一ノ倉沢 4ルンゼ

1993/3/7
メンバー 桜井・立木 立木記


冬の4ルンゼ、決してむずかしいという印象はないが、雪崩の通り道であるということと、ミスをおかせばそのまま本谷のシュルンドへすいこまれてしまうというプレッシャーはある。
実はこのルートへ取り付くのは2度目で昨年はガスの中で夜間登攀をしたため、まちがって二の沢へ入ってしまうというミスをおかしてしまった。いわゆる今回は雪辱戦というわけだ。パートナーは同じく桜井氏、といってもアンザイレンはしない。ビレイポイントもなく、トップが落ちればセカンドもろともシュルンド行きとなってしまうからだ。
今回は月あかりの中、自然と我々を本谷へとみちびいてくれる。シュルンドをさぐりながら4ルンゼをつめると段々と傾斜もでて、雪崩にみがかれて雪もかたくなる。
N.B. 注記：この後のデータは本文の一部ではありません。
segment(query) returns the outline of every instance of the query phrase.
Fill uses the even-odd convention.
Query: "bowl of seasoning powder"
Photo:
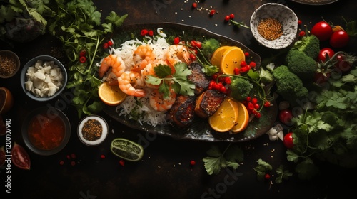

F1~F3は問題なく、ただしF4は完全な氷登りとなるので緊張させられる。F4より上部はカール状となりルートを右へとりながらあとはひたすら、一ノ倉岳めざして登ってゆく、一ノ倉岳まで実質的5時間程であった。
決してむずかしいルートではないが、夜間登攀というまるでヨーロッパアルプスを思わせるような雰囲気がある。長いルートを休むことなく、一気にかけぬけて、稜線を歩いて帰ってくる。これぞアルピニズム本来の姿ではないかと思わずにはいられない。